The solution Mitch offers is to take back the country, not by rising up, but by raising our voices in concert. The best current example is moveon.org, which seems to be forming a pretty well-funded little political party catalyzed by Clinton’s inability to keep his pecker in his pants (Clink!). Is this a great country or what?
But this self-organizing force needs actual crystallization for it to be taken seriously. For that purpose I propose again that, by converting our right to a secret ballot into (Clink!) conspicuously threatened votes, counted and documented before elections, we can give our representatives no choice but to dance to the newly tangible strings of their puppet masters, declared and committed voters:
In the western world, politicians who need our votes are acting like they don’t. They’re behaving like the RIAA, pretending they can treat their customers like thieves. Why do we spend so much time worrying about the RIAA and so little time directly managing our elected toadies?
An online Electoral Collage would be based, of course, on our right to actually vote and to enforce full, fair and equal representation, but the Electoral Collage would see suffrage as a wireline protocol, with other, behavior-based protocols lying on top of voting, like the HTTP overlay on the IP open standard.
The Electoral Collage would be a massive distributed database of real people who have abdicated their secret ballot to advertise their real-time responses to current issues and current outrages. The database would use a kind of namespace to match issues and outrage with politicians and their current actions. Voters would link their next vote with their current values and beliefs so that a politician’s cynical work against choice would publicly guarantee my wife’s vote against him. Combined with other uppity women, some politicians would see that this particular form of cynicism is foolish, at least in his district. (Cynical because few politicians give a rat’s ass about abortion. They do care about the votes of people who care about choice).
Sample Electoral Collage Report:
“The Fleemer amendment to HR 419 has caused a plurality of Mr. Fleemer’s voting constituents to commit to vote him out of office in November. Based on commitment data from 73% of registered voters, It appears that Rep. Fleemer will lose his seat by a 9% margin unless his amendment is withdrawn.

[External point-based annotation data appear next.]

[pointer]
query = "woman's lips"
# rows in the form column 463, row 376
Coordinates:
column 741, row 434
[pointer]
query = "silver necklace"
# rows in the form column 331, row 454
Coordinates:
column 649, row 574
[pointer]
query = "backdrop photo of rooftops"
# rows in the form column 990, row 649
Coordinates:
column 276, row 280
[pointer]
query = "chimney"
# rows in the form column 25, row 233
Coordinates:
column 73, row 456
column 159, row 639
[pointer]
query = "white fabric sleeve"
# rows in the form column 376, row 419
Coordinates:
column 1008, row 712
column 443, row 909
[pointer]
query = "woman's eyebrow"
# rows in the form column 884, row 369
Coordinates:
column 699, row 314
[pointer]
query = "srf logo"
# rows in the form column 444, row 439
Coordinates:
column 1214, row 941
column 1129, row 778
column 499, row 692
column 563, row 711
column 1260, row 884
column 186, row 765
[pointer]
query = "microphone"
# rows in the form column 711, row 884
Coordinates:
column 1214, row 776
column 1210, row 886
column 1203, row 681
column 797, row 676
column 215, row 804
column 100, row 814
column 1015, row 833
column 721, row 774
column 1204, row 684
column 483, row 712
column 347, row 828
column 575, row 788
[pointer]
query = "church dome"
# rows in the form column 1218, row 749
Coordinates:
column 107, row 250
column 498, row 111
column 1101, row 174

This data has been communicated to Mr. Fleemer’s staff and is summarized at http://www.electoralcollage.com/fleemer."
I don’t know if I’d give my life for that capability, but I have registered electoralcollage.com. Why did I register the domain? Because I could! Just another example of Internet NEA at work
If someone has the chops to build the web application, they can have the domain.
Meanwhile, I’ve got to get back to work on our little microeconomy. Because I can.